TEMPO.CO, Jakarta - Presiden Joko Widodo atau Jokowi baru saja melontarkan ide untuk mengundang maskapai asing di rute domestik demi menurunkan harga tiket pesawat. Kementerian Perhubungan pun mematangkan tiga pertimbangan utama terkait wacana open sky tersebut.
Baca: Jokowi Undang Maskapai Asing, Budi Karya Soroti Asas Cabotage
Menteri Perhubungan Budi Karya Sumadi mengatakan, hingga saat ini belum ada maskapai asing yang secara spesifik mengungkapkan minatnya untuk beroperasi di pasar dalam negeri. Namun, lazimnya dalam investasi apabila ada yang menawarkan maka ada yang berminat.
"Dalam kajian ini kami akan lakukan secara cermat untuk asas cabotage, safety, dan pemerataan rute," kata Budi, di Jakarta, Senin 3 Juni 2019.
Dia menjelaskan dalam asas cabotage, maskapai asing wajib menggandeng perusahaan dalam negeri untuk bisa beroperasi di Tanah Air. Selanjutnya, kepemilikan saham mayoritas harus berada di perusahaan dalam negeri minimal 51 persen.
Syarat lainnya, kata Budi Karya, maskapai asing harus memenuhi aturan soal keselamatan, salah satunya adalah terkait dengan umur pesawat yang akan dioperasikan. Berdasarkan Peraturan Menteri Perhubungan No. 7/2016, pesawat yang pertama kali didaftarkan di Indonesia adalah berusia maksimal 10 tahun.

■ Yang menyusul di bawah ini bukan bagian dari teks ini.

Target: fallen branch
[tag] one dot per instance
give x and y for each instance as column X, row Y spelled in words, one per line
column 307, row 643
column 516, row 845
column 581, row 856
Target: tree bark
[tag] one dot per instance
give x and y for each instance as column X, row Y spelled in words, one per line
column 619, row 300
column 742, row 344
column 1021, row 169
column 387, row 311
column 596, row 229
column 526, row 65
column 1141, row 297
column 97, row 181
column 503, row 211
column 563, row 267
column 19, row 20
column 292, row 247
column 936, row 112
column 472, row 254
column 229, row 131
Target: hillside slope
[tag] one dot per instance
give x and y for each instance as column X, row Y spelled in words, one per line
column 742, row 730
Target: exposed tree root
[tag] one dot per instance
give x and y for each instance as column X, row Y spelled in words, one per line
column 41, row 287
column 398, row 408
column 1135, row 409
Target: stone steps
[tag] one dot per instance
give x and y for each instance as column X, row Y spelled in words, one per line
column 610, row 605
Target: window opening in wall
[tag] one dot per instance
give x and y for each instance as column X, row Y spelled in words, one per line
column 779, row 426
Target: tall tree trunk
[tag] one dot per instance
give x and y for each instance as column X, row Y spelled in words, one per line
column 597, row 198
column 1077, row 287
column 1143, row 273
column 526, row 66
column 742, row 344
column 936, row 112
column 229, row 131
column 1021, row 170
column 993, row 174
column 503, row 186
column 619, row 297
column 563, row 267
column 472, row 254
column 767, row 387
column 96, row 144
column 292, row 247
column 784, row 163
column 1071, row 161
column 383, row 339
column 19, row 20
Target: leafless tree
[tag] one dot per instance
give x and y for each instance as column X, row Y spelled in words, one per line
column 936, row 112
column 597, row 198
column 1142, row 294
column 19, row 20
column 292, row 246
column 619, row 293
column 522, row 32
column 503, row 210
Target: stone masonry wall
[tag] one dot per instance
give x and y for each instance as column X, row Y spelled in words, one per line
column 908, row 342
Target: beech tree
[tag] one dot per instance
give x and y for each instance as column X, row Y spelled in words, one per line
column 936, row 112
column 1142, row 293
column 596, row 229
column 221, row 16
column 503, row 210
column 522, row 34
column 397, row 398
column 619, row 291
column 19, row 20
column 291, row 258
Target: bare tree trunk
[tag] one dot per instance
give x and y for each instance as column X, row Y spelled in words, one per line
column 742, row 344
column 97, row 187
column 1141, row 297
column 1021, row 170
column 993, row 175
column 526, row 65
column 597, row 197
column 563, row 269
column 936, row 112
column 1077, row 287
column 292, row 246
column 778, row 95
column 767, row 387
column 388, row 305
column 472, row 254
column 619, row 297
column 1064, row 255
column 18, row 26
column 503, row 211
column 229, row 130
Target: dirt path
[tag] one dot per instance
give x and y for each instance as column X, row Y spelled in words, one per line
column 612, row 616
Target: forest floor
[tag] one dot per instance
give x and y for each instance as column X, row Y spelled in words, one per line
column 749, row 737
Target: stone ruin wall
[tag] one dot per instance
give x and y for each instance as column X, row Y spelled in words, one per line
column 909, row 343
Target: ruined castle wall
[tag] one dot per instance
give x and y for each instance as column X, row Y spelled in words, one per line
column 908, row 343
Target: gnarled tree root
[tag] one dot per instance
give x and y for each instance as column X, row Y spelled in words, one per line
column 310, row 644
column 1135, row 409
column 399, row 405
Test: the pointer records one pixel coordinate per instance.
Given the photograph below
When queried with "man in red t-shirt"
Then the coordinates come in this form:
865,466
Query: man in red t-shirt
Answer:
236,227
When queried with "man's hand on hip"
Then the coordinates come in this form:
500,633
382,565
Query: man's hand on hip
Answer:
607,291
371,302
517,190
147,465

Poin terakhir adalah soal pemerataan rute penerbangan. Menurut Budi Karya, maskapai tidak hanya mendapatkan izin rute penerbangan gemuk, tetapi juga harus melayani rute penerbangan perintis. "Saya mesti matangkan regulasinya. Setelah Lebaran baru ada hal yang dilakukan," ujarnya.
Pengamat penerbangan Indonesia Aviation Center, Arista Atmadjati, memandang usulan Jokowi soal maskapai asing ini semestinya bukan momok bagi bisnis penerbangan dalam negeri. “Karena maskapai dalam negeri kita, seperti Lion Air, itu kan buka di luar negeri lebih dulu. Maskapai kita sudah lebih agresif,” ucap Arista saat dihubungi Tempo pada Senin, 3 Juni 2019.